All of this is not to say that “the voters are coming” is a hollow threat. But the attacks against voting rights are so widespread, that it will inevitably affect any movement looking to change the status quo. It’s a challenge worth strategizing for, especially if we want to end gun violence not just in Florida, but across the country. According to the report, The Souls of Poor Folk: Auditing America 50 Years After the Poor People’s Campaign Challenged Racism, Poverty, the War Economy/ Militarism and Our National Morality, “23 states have adopted some form of voter suppression laws since 2010.”

The immediate solution lies in linking yourself to as many people as possible.

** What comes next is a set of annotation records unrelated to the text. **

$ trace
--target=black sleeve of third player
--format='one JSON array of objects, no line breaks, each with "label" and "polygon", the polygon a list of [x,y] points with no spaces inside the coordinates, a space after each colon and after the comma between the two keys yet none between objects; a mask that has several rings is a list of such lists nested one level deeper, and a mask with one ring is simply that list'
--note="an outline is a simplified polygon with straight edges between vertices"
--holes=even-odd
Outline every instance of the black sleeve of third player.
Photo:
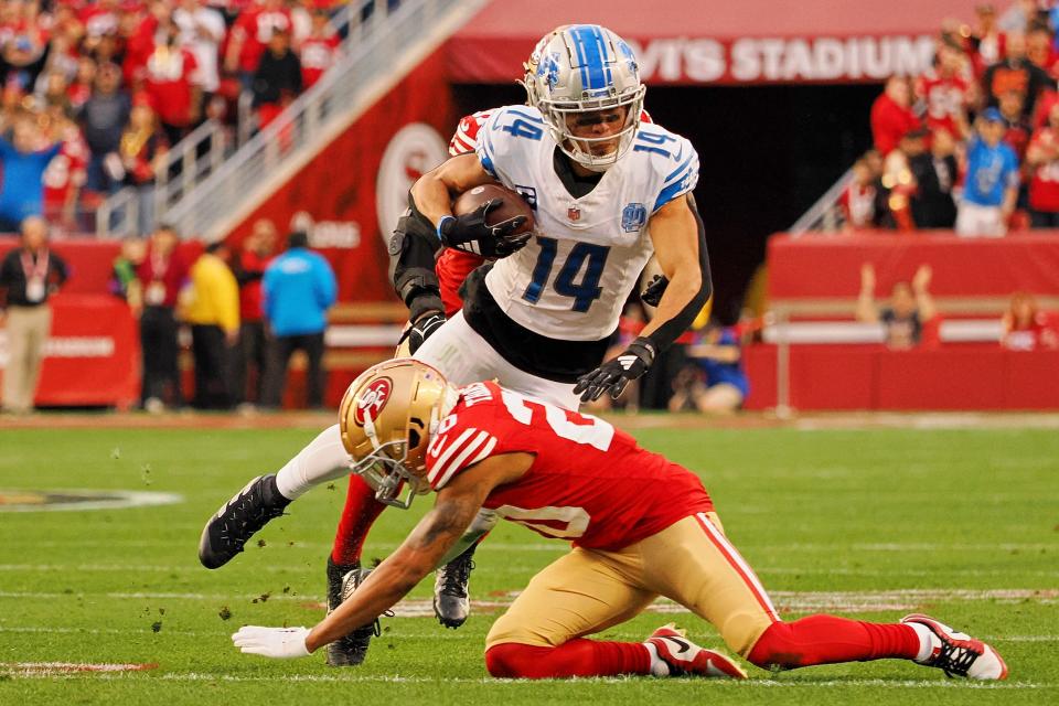
[{"label": "black sleeve of third player", "polygon": [[698,228],[698,267],[703,275],[703,284],[698,291],[692,297],[678,314],[663,323],[651,335],[646,336],[659,351],[664,351],[673,341],[676,341],[695,321],[695,317],[703,310],[706,302],[714,293],[714,285],[709,274],[709,253],[706,252],[706,228],[703,226],[703,218],[698,215],[698,208],[695,206],[695,199],[692,194],[687,195],[687,207],[692,210],[695,216],[695,225]]},{"label": "black sleeve of third player", "polygon": [[408,211],[397,221],[397,228],[389,239],[391,281],[408,307],[409,321],[428,311],[445,311],[441,287],[434,270],[435,256],[440,247],[434,224],[419,213],[409,194]]}]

Building a movement that reaches across platforms, to form a force with numbers that can’t be diluted by corrupt vote-suppressing policies. So many marginalized groups are organizing and fighting to have their voices heard — what if the #NeverAgain movement joined the 27,000 DACA recipients in Florida? The 2.5 million uninsured? The 2.97 million living below the poverty line?

A movement can only improve as it includes as many voices from vulnerable communities as it can. Gun violence terrorizes people in this country across racial and economic boundaries. To create an agenda that will truly fix the problem, we need to include all the voices affected by it.

The wave of gun control advocacy currently being reported by national media is being led by mostly white, well-off teenagers. They’ve made efforts to include and raise the voices of black and brown peers across the country, but the efforts have been uneven — students of color from Marjorie Stoneman Douglas High School, for example, have spoken out against their exclusion from the #NeverAgain movement. These students have pointed out that a conversation about ending gun deaths should include police violence. They’ve expressed that they don’t feel safer with more police patrolling their school, but are instead afraid of racial profiling.

As an activist involved with numerous causes and groups, Rev. Rawls has attended his fair share of rallies and marches. And he’s noticed a pattern. Whether he’s fighting to remove Confederate monuments, or for gay rights, or against guns, the same people keep coming to the rallies to fight against him. Rev. Rawls saw a lot of familiar faces at the March for Our Lives rally he attended in Florida.

“The same people that protest everything that I do, on racial issues, those same people were there protesting the March for Our Lives,” Rev. Rawls explains. “They were saying the same things. [But there were a] bunch of kids, bunch of middle-class people, and it surprised them. They’re talking about gun control, but no way did they ever think that the confederates and white supremacists were gonna come out and fight against them.”

“People have to begin to understand how all of it is interconnected,” he goes on. “We have a lot of things in common, and we need to stay together.”